Nel diary, dicono, bisogna mettersi a nudo, comunicare e comunicarsi di più.

Ritengo che non esista domanda più personale del “come ti chiami?” e penso inoltre che il nome sia l’unico vero compagno (tesoro/fardello/regalo) della nostra vita (dipende dai punti di vista).

Perché, prima ancora di nascere, l’uomo è fatto di parole.
Perché, all’origine, tutto ha un nome, anche la stessa Origine.
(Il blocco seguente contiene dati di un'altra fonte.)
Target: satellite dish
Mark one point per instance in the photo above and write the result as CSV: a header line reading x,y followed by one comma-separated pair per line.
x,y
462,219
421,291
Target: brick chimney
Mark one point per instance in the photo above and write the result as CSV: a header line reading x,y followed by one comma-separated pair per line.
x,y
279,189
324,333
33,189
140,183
Sin da quando ero piccola, il mio nome è stato simpaticamente storpiato per difficoltà di pronuncia, per problemi di udito dell’interlocutore e per apparente incredulità.
Sin da quando ero piccola, mi sono sentita chiamare in tutti i modi possibili da “Rivier” a “Elois Reveire” fino a che non si arrivava a momenti di esasperata rinuncia e a esclamazioni con tanto di gesticolazioni e affermazioni del tipo: “TU! Si tu ragazza!”.

Sono sempre stata molto attaccata, gelosamente legata al mio nome, e ho dovuto imparare a convivere con le difficoltà connesse a un suono così originale. Sono arrivata così a divertirmi molto nell’ascoltare i tentativi di pronuncia di chi mi conosce per la prima volta! Spero però di essere riuscita a dissimulare nelle reazioni…
Nel mondo moderno, dominato da internet e dalle false realtà social, molti preferiscono usare nickname e nomignoli che per il significato e l’eufonia rispecchiano o semplicemente divertono chi li sceglie.
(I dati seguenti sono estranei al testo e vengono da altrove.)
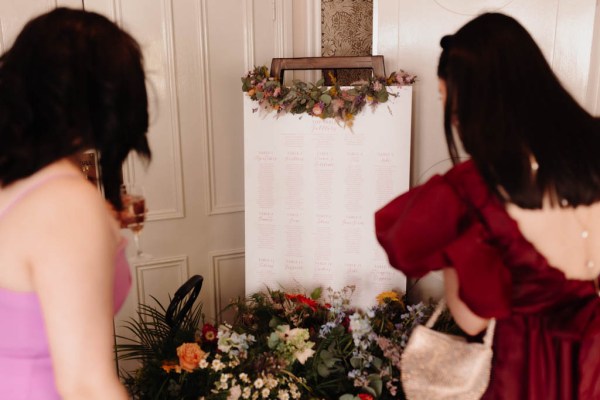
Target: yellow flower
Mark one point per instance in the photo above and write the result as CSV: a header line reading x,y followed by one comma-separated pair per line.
x,y
386,297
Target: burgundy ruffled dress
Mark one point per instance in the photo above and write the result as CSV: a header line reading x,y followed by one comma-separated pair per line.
x,y
547,339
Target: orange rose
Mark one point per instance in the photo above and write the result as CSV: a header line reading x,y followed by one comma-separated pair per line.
x,y
190,355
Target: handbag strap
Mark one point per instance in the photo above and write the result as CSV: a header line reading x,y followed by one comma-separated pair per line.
x,y
176,312
488,338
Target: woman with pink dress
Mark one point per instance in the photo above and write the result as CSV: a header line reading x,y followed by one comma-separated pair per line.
x,y
73,81
515,229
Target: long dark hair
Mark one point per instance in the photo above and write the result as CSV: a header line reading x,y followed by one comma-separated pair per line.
x,y
509,109
72,81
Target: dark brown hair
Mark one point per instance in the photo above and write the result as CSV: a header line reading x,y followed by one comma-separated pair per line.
x,y
509,108
72,81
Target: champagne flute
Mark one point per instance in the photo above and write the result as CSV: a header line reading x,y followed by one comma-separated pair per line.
x,y
134,212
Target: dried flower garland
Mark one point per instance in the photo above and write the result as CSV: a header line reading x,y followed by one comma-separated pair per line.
x,y
342,104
Così su Facebook , Instagram, Twitter, esistono tante Reverie e per me è stato difficile trovare il mio spazio.

Se infatti il problema iniziale legato al mio nome era la difficoltà nel farlo comprendere adesso la domanda che solitamente segue al consueto “come ti chiami” è: “Ma Reverie è solo un nickname, vero?”.

Per presentarmi ancora, meglio e più profondamente ho pensato di condividere la spiegazione che i miei genitori scrissero e che regalarono il giorno del mio battesimo ai presenti.
Per rendere giustizia alla piccola bambina sognante, ho ritenuto giusto organizzare il mio battesimo telematico.
Perché io sono il mio nome ed il mio nome non è solo l’unico vestito che, nuda, indosserò sempre, ma è anche il mio migliore amico.
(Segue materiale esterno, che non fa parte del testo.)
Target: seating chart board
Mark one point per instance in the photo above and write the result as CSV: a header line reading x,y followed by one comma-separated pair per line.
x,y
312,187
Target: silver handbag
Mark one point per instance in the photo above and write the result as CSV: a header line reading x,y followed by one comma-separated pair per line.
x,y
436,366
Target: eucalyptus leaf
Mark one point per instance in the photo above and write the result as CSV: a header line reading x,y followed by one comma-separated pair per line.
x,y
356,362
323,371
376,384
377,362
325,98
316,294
Mi chiamo Eloisa Reverie”.

ELOISA
non fu solo il nome dell’eroina medievale d’amore per Abelardo;
a lei, nel cuore dell’Illuminismo,
Jean-Jacques Rousseau intitolò un testo fondamentale
per l’utopia di un nuovo mondo
e per l’educazione orientata verso il vivere primigenio e spirituale,
tra esperienza della natura e sentimento in rapporto alla ragione,
per il trionfo di vierità, libertà, giustizia, virtù, felicità…
Ma soprattutto Eloisa è Reverie!

REVERIE
è poesia del fantastico e dell’immaginario,
dell’istinto di libertà fra progetto e utopia;
è la forza dell’animo e della ragione nel sogno ad occhi aperti,
nella meditazione creativa
tra le figurazioni di Arte/”Melancolia” e Felicità.